BTW - you may have noticed the button Jenny is wearing in the picture above - we all wore those during our time at Disney's parks. They had a picture of Genie from Aladdin (Disney's Make-A-Wish ambassador) on them and identified us to park staff as a Make-A-Wish family.

And the blue lanyard around Brian's neck has souvenir pins on it. When we checked into our hotel, they gave Michael six plain pins that he could trade for better pins with any Disney cast member wearing a lanyard. He had fun trading the pins and then we purchased additional pins for all of our favorite rides. Now Michael has a nice keepsake that will always remind him (and us) of the fun we had.

After a short swim back at our hotel, we walked over to Disney's California Adventure one last time.

The first ride we came across was the the Grizzly River Run. This ride was awesome!! It is a white water raft ride that rises and drops, swirls and splashes. We were all soaking wet when we got off the ride but it was worth it. I think this was everyone's favorite ride of the entire week.

We checked out the parts of the park that we missed the day before. Like the Hollywood Pictures Backlot where we enjoyed the Monsters Inc. ride. Another section we hadn't explored was...

"a bug's land". This part of the park was so much fun. Everything was designed to look like you were a tiny bug surrounded by everyday human items. Like...

this bench that Jeff was resting on. It looked like it was made out of old, stained Popsicle sticks.

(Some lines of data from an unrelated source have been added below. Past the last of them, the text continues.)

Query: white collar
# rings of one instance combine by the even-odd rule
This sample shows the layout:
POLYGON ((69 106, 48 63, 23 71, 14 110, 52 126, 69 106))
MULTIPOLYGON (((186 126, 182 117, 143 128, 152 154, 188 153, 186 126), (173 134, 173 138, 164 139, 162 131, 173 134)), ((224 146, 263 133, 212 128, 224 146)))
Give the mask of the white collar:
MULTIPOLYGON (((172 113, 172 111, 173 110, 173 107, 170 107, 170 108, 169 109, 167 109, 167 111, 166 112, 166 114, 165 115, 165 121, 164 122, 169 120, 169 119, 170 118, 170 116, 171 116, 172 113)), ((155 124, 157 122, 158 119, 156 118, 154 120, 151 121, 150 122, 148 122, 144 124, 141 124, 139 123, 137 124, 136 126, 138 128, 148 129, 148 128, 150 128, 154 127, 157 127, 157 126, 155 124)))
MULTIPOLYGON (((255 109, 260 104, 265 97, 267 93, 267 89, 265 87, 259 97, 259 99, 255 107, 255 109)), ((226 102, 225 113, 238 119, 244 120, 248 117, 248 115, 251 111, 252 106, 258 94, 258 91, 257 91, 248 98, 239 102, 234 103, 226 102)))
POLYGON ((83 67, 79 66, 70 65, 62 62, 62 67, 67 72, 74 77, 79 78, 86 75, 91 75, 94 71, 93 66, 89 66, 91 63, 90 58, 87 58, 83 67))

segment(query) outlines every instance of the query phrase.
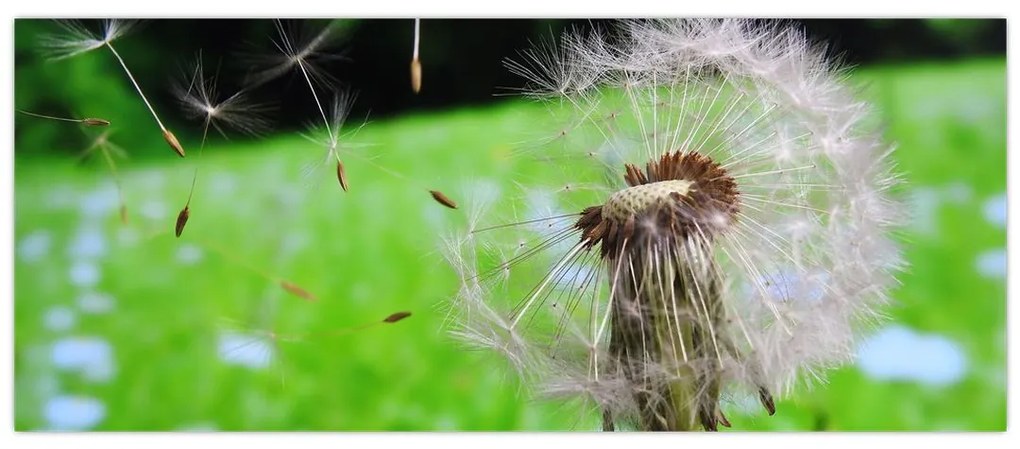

And the lights were provided by fireflies. There was a canopy of giant four leaf clovers that shaded you from the hot sun. And the "tent" over one of the rides looked like a giant umbrella (giant to a bug's viewpoint anyway). Even one of the rides was made of leaves and old, discarded food cartons. The creative genius in this section was amazing.

It was getting late and starting to get dark but the kids had a ball...

spinning and twirling in a friendly ladybug...

driving and...

and bumping in little caterpillars (to just name a few of the attractions).

We were still in "a bug's land" about ten minutes before the park closed and we all wanted to end our night with the Grizzly River Run one last time. So we made a mad dash from one side of the park to the other and were one of the last rafts to go out on an adventure that night. And we had even more fun than the first time!

After we got back to the hotel, we put Michael to bed and Jenny and Brian stayed with him while Jeff and I spent a little time back at Disneyland (which is open later than Disney's California Adventure). We just walked around, watched the fireworks and enjoyed the Fantasmic laser show. It was a relaxing end to an enjoyable day.

There are just two days of adventure left of our trip. Next time we will check out Legoland.

Keep your fingers crossed that Michael does well with chemo tomorrow. And, please keep him in your thoughts and prayers, JoAnne.